Somebody I have devoted my life to the third point this morning, or this afternoon, whenever you’re watching is this: it’s singular focus. Singular focus. As I start working on my pies, if I need to gain weight, I can’t gain 10 pounds this week. I’ve never had that problem, that I can’t gain weight. If I need to lose weight, I can’t lose 10 pounds tomorrow.

Right? If I’m trying to take care of my spiritual life, and I’m trying to reconnect with my God, I can’t just be super spiritual in the next moment. I have to work through some stuff, but I can do something today. Right? I can do something today. I can do the next right thing. Singular focus helps people who are overcome with grief… To get up and do the next right thing. There’s a book that I’ve referenced in other videos called “The One Thing” by Gary Keller in this book, he talks about that. We really cannot multitask very well, right? Everybody I’ve worked with in coaching with marriage helper almost without exception feels overwhelmed. I’ve got to do 17 things today in order to live forward with my recovery from this broken relationship. No, you can’t do 17 things today.

 

![](https://images.pexels.com/photos/29574919/pexels-photo-29574919.jpeg?auto=compress&cs=tinysrgb&h=650&w=940)

You can do one thing. Do the next right thing, whatever it is. And Keller’s book, he says, do you know if you start with a two inch domino and you line up Domino’s and you’ve seen the world record for domino falling, when you line up Domino’s and you hit one and they all fall is like 4, 500,000. That’s the world record in this book. Keller mentioned that if you start with a two inch domino and every domino you put after that, the succeeding dominoes, if they’re each one and a half times bigger than the previous domino, you get it.

The first Domino’s two inches, the next Domino’s three, the next Domino’s four and a half. The next domino is 6.7832, whatever. Right? Every domino is one and a half times bigger than the previous one.

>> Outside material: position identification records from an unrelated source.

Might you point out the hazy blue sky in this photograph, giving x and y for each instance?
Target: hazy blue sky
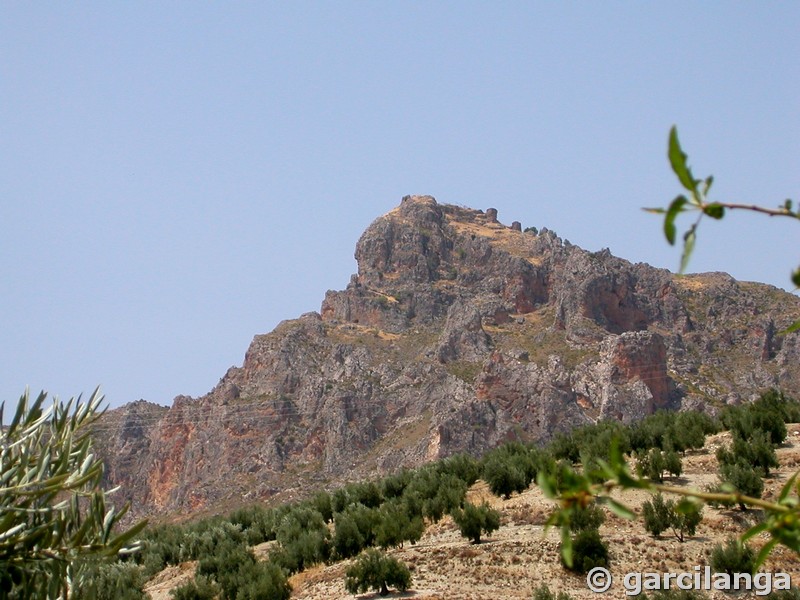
(176, 177)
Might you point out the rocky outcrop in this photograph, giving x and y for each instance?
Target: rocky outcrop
(457, 333)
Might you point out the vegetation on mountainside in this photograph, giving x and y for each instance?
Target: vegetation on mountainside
(387, 513)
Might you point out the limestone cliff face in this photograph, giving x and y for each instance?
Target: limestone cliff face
(457, 333)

If you line up those dominoes…this is so amazing. The first domino, it is two inches.

The 18th domino would be as big as the leaning tower of PISA. The 23rd dominoes is big as the Eiffel tower. The 31st domino would be at 3000 feet higher than Mount McKinley, 3000 feet higher than Mount Everest rather. And then the 57th domino would be as big from the earth to the moon. If every domino is one and a half times bigger than the first one, which was two inches high, you want to get to the moon in your recovery from somebody hurting you deeply.

If I start with the 57th domino that’s as tall as from the earth to the moon, and I am going to use all my energy. I’m going to run into that domino to knock it over because I’m so tired of being hurt. I’m going to be hurt worse. I’ll probably break a shoulder, right? I can’t start with the 57th. Domino are the 31st or the 23rd are the 18th. You know what I start with? The two inch domino. That’s what I can start with. And there’s a synergy that happens when I do the next right thing. No matter how small it is. Because as I keep doing the next right thing, one day at a time, that energy starts to geometrically progress. And it’s amazing what I can do because it starts to gain momentum, that I got to start with a two inch domino every day. What’s the one thing you need to do today? Make it a two-inch domino. You can knock that over. And knocking that one over, leads to knocking the next one over.

That’s bigger than the previous. Do you get the principle? It’s powerful.

It’s incredible. So that’s GPS, when a loved one that you have devoted yourself to has taken your heart out, and has crushed you emotionally and has left you. Do the next right thing. And maybe the next right thing, is one of Marriage Helper’s tremendous resources. One of those is the “Save My Marriage” course. That would really help you through this and put more details to what I’m talking about in this video. So, if the dearest on earth has left you… Do the next right thing. Knock over that two inch domino. Give yourself permission to grieve. Work on your PIES. And knock over that two-inch domino with singular focus. This is Dave Matthews from MH international.